For me, TUIs compensate for the fact that I can't get good remote GUI rendering on Linux. Yes, X11 tunneling exists, but the experience has always been abysmal for me for anything not hosted on a machine that sits on the same LAN as the client. For Wayland I don't even know if such a thing is possible since I don't think the architecture supports it.

But the terminal is just fundamentally the wrong basic abstraction on which to build a structured GUI, it just happens to require few enough bits to be sent over the wire that it actually works reasonably well over SSH as opposed to pushing graphics.

> Yes, X11 tunneling exists, but the experience has always been abysmal for me for anything not hosted on a machine that sits on the same LAN as the client.

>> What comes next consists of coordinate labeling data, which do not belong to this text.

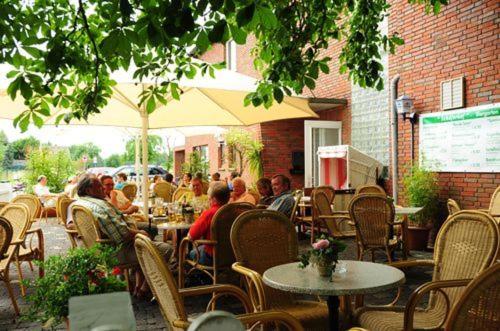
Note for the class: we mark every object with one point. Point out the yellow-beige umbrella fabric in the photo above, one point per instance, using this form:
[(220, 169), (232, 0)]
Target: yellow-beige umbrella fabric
[(204, 101)]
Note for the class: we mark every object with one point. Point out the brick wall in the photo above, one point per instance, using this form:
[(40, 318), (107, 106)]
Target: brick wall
[(461, 40)]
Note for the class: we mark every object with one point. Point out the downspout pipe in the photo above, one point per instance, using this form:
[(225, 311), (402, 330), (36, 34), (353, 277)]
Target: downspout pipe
[(394, 147)]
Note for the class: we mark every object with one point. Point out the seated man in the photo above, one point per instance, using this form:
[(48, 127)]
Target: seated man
[(121, 180), (219, 196), (42, 191), (284, 200), (195, 196), (113, 225), (240, 193)]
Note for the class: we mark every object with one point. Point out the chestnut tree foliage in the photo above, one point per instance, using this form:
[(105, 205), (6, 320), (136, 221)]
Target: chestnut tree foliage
[(64, 51)]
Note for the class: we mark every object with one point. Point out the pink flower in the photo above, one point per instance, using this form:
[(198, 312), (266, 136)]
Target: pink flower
[(321, 244)]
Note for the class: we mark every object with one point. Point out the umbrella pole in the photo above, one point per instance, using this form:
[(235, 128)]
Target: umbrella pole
[(145, 172)]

I have used X11 tunnelling to machines on the other side of Europe and it was OK. I did prefer ssh for responsiveness. What happened to NX? What about other remote desktops?

> For Wayland I don't even know if such a thing is possible since I don't think the architecture supports it.

Not only forwarding is trivial with Wayland, it also tends to provide better experience than X11 does.

  • I have never tried it until now, and I hadn't looked into it. But I just tried `waypipe ssh` to a remote server I have for doing asynchronous Claude work in VMs, and it actually works pretty great! Maybe I'll switch to that for my emacs/magit setup, the lack of clipboard integration when running emacs in a terminal over ssh is enough of an argument for me.

    Edit: yikes, pressing M-w caused emacs-pgtk to crash with a Wayland protocol error, so it isn't trivial and requires some configuring I guess.

    Edit 2: Apparently I have to install wl-clipboard and write a bunch of emacs lisp to work around this. I don't think I have the patience for that, and I fear that such problems will be even harder to solve for applications which are not as flexible and programmable as emacs. So far I'll conclude that remote Wayland is not ready and stick to TUI.

    Edit 3: No, the problem is probably mismatched waypipe versions on client and server. Still not fun.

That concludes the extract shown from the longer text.